West Seneca, NY—After solicitations from the West Seneca Democratic Party this past fall, local author P.A.Kane was considering a run for one of the many town offices up for grabs. But since then he has been inspired by the rise of Long Island Republican George Santos who recently won a seat in the House of Representatives on the power of his personal history as documented in his resume. Kane is now updating his own resume and is considering a run for Congress and quite possibly the White House in 2024.
While Kane remains the 1.5 millionth ranked Amazon author his life and his accomplishments are considerably more impressive than people generally know. His updated resume revealed a more detailed look at his life.
First, many people are unaware that Kane is the whitest man on the planet, born as a result of an illicit affair between Marvel superhero Thor and Bond actress Britt Ekland. In his teen years while visiting his mother in Sweden, Kane had a brief dalliance with Agnetha Fältskog, the blond singer in Abba. The young couple parted ways when Kane suggested she adopt a more edgy image rather than the wholesome look that she would become famous for in Abba. Kane’s next girlfriend, Debbie Harry would take his advice and transform herself into punk icon and eventual rock and roll hall of famer with her band, Blondie.
Kane was at the sessions for Nirvana’s groundbreaking record “Nevermind,” in the early 1990’s.
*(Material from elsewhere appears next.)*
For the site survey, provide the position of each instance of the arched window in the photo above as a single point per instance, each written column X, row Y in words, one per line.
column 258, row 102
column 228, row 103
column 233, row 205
He helped Kurt Cobain shape the lyrics of the indestructible, Smells Like Teen Spirit. The song sounded a little off to him and he suggested a couple of minor tweaks, including changing the lines:
Here we are with Dwayne the Lush
He’s real stupid but courageous…
Here we are now, entertain us
I feel stupid and contagious
While working for Apple in the late 90’s Kane became annoyed with the limitations of his Sony Walkman/Discman and pushed Steve Jobs to invest resources to take advantage of the digitized Mp3 revolution. A couple of years, and a lot of underpaid, abused Chinese workers later, the IPod came on the market. Jobs originally wanted to call it the IBox, but Kane came up with the sleeker and more refined signifier—IPod. A few years removed from the success of the IPod Kane grew tired of the clunkiness of going from his IPod, to his laptop, to his phone and encouraged Jobs to devote even more resources into creating a device that could do all three. In 2007 the IPhone born.
According to his resume here are some of Kane’s other accomplishments:
- Ate fifty-four Mighty Tacos in one sitting.
- Broke up seventy-nine street hockey fights.
- Made his sister Sheila cry every day between the ages of seven and thirteen.
- Was the first person to declare Kanye West a total asshole.
- Struck out Pete Rose twenty-seven times in a row.
- First person to roll his eyes at the sanctimony of Bono.
- Shorted the market in the credit-default crash and made millions.
- Rowed El-Duque through shark infested waters when he escaped Cuba.
- Explained to J-Lo she would never find true love.
- Piloted the Chinook helicopter that didn’t crash in the Bin Laden raid.
- Instructed Brandon Beane to pick Josh Allen at seven in the 2018 draft.
- Continually pleads with Elon Musk to shut the fuck up.
- Once bench pressed 325 lbs forty-seven times.
- Encouraged Neil deGgrasse Tyson to declassify Pluto as a planet.
- Is a generous and giving lover.
These are just a sampling of the outstanding accomplishments and character traits of P.A.Kane, that, of course, are subject to change as we move forward toward the 2024 election cycle.